Regarding Israel's disputes with the non-Jewish residents of Palestine, the merits of the respective cases, rooted as they are in history, probably have almost nothing to do with the views of Americans, which I'm afraid come down to a kind of picture preference wherein the Jews (close to white, and believers in the God of the Old Testament) prevail over the Palestinians (more alien on both counts). So basic information about the situation is needed, and I recommend Justin Elliott's interview, over at Salon, with Geoffrey Aronson, of the Foundation for Mideast Peace. Elliot asks about the settlements in the occupied territories, and Aronson replies that they are to be understood as "a continuation of the historical effort of the Jewish community in Palestine to expand its sovereign presence and by so doing undermine the ability of Palestinian Arabs to do the same." Then Elliott: "But under international law this is considered illegal?" And Aronson: "Most international lawyers whom one would consult would consider the settlement of civilians in permanent settlements in areas that are under hostile military occupation to be illegal. Israel, however, has its own view of this. The bottom line is they feel they’ve got a right to do this."
He's trying to be evenhanded, but it's hard. The settlements are illegal. "Israel, however, has its own view of this." What is that view? Why does it have a right? Inevitably it amounts to the methods of the Palestinians. It's not an argument that gets to the heart of the matter. Why do the Palestinians, however despicable their methods, have no case? Again, what is the justification for settlements in the occupied territories? The settlers themselves would appeal to triumphalist religious interpretations. The leaders of the Israeli government have the good sense not to do that but they don't appear to have anything better to say.
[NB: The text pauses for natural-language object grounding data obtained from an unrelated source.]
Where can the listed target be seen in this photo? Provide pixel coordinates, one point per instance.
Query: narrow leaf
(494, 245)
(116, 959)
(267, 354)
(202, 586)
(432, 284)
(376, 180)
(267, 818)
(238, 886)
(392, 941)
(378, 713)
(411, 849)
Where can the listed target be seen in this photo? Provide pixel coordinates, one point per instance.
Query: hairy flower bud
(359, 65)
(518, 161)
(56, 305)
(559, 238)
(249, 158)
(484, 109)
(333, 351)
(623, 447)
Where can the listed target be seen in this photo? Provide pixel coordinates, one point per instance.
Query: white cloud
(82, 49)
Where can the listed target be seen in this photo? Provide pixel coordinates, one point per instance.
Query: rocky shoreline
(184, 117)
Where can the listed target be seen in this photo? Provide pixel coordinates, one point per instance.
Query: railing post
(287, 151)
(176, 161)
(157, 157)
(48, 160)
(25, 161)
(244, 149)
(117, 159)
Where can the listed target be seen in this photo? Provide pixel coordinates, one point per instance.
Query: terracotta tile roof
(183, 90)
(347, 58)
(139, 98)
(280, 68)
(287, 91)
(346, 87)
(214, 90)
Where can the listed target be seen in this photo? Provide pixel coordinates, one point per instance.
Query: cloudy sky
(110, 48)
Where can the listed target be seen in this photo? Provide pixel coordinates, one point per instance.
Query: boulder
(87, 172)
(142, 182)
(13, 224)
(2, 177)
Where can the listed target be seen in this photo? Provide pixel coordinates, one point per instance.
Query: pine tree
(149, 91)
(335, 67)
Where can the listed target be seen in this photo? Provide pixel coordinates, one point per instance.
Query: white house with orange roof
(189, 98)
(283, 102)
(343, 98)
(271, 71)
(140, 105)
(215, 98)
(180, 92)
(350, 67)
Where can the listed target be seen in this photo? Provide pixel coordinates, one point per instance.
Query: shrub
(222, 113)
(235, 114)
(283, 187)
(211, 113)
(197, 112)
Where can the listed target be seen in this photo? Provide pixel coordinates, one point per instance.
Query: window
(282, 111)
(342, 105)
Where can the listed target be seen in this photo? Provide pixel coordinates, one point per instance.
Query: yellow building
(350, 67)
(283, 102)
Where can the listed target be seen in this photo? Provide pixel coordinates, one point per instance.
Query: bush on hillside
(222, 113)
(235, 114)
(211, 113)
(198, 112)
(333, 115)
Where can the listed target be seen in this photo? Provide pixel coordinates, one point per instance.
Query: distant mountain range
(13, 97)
Elliott also asks Aronson about the checkpoints. His answer, fine so far as it goes, leaves out the daily humiliations suffered by Palestinians as they attempt to move around in the occupied West Bank. I wrote here about one incident among thousands. It happens that a recent New Yorker article, by David Remnick, on the Israeli daily Haaretz, includes a mini-profile of columnist Gideon Levy, who told Remnick that he could never forget a scene, at a checkpoint, where
I saw a soldier checking the X-ray of an old lady, as if he will decide if she is sick enough to get to the hospital in the West Bank. The scene of this nineteen-year-old child who has the right to decide on her fate and plays God and looks at her X-ray without knowing a thing, just to humiliate her or give himself this power--those things can happen today, too.
Criticizing Israel is politically risky in the United States. In Israel, it can be lethal. Zeev Sternhell, a professor at Hebrew University, has expressed in Haaretz views that, as summarized by Remnick, match my own:
In 2008, on the sixtieth anniversary of the state, Sternhell won its highest honor, the Israel Prize, and the announcement infuriated settlers, who claimed that he supported armed insurrection. Sternhell did no such thing, but he had written in Haaretz that Palaestinians had no recourse other than armed resistance. "My intention was not to say that they could kill civilians," Sternhell recalled. "No. The important thing is that I said the settler's movement was both illegal and illegitimate, and the Palestinian resistance to settlements was understandable."
On September 25, 2008, Sternhell was nearly killed by a pipe bomb that exploded as he opened the door of his apartment. He was returning from a trip and was shielded from the blast by his luggage. The police eventually arrested a settler, Yaakov Teitel, formerly of Florida, who, Remnick reports, "had also killed a Palestinian shepherd in the West Bank and an Arab cabdriver."